His decision comes after a tumultuous week for the party in Scotland with it sole elected representative, MEP David Coburn, under fire for comparing a Scottish Government minister with convicted terrorist Abu Hamza.
Following allegations he also deliberately mispronounced another Asian SNP member's name he was branded an "ignorant racist" by Glasgow Labour MSP Patricia Ferguson and even condemned by UKIP's first MP Douglas Carswell.
He added: "I have given my full resignation to the party because of the issues happening in Scotland. If I can't represent the party I need to leave it. I am standing back from this now.

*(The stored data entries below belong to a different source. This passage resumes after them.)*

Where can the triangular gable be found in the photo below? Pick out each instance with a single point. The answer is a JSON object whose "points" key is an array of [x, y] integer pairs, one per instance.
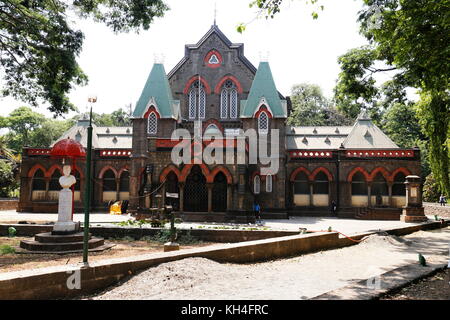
{"points": [[263, 86], [156, 92]]}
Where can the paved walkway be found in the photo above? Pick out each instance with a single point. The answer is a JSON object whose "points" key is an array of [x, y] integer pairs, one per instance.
{"points": [[346, 226]]}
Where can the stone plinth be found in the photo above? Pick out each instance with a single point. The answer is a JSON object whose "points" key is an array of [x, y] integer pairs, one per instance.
{"points": [[171, 246], [411, 214]]}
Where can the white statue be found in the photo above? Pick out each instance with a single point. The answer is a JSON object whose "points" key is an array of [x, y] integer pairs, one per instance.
{"points": [[65, 223]]}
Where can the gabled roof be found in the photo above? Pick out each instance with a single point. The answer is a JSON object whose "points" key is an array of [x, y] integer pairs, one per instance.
{"points": [[102, 137], [263, 88], [366, 135], [213, 30], [157, 91]]}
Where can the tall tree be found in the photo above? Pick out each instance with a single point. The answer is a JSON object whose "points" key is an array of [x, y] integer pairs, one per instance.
{"points": [[39, 45], [311, 108]]}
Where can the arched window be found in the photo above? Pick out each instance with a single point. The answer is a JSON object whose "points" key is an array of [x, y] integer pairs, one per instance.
{"points": [[398, 187], [379, 186], [152, 123], [228, 100], [197, 100], [256, 184], [269, 183], [263, 123], [54, 181], [301, 184], [359, 184], [124, 184], [109, 181], [38, 180], [77, 177], [321, 184]]}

Let other candidates get on with it.
"I would have been representing the UK in the UK Parliament. That needs to be for a party that tackles sectarianism and racism across the UK.
"The people deserve a candidate who is either an independent of committed to the party. It is more honest if I resign."
Last year Mr Stanley referred UKIP's Scottish chairman to a leading anti-sectarianism charity after he described Glasgow City Council as being for "gays, Catholics and Communists".
Mr Stanley, who was also UKIP treasurer in Scotland, said he had asked Arthur Thackeray to engage with Nil By Mouth on the back of the bigotry row.
Mr Thackeray had also said Catholicism was based on fascist ideology and complained of a "suffocating culture of anti-loyalism" in Glasgow.
At the time the party's lesbian, gay, bisexual and transgender (LGBT) section also urged Mr Thackeray to "reconsider his role and membership within Ukip" if he was opposed to gay people as a section of the population.
Mr Thackeray did not take up the offer to meet with Nil By Mouth.
He told The Herald: "It is just sad to see that the rot has set on so far and is supported by too many.
"For all that happened in Ulster I couldn't live with myself seeing any of that Established here. The best way for Ulster to move forward is by showing this kind of divisive filth doesn't have a home anywhere on these islands. I have a little girl and want to see her grow up in a happy land.
"This is my closing remark on the matter in Scotland. This is a matter of individuals in UKIP and not the party as a whole."
Colin Rudd, UKIP agent on Cumbria, said the move was a "bit of a disappointment" less than two month before the election. He admitted it was a blow a month and a half before the May 7 election.
Mr Stanley also cited issues with UKIP's MEPs in the north of England and the party's handling of health issues.
He added: "The people of the seat deserve a candidate who either starts as an independent or is committed to a party; it is more honest to resign."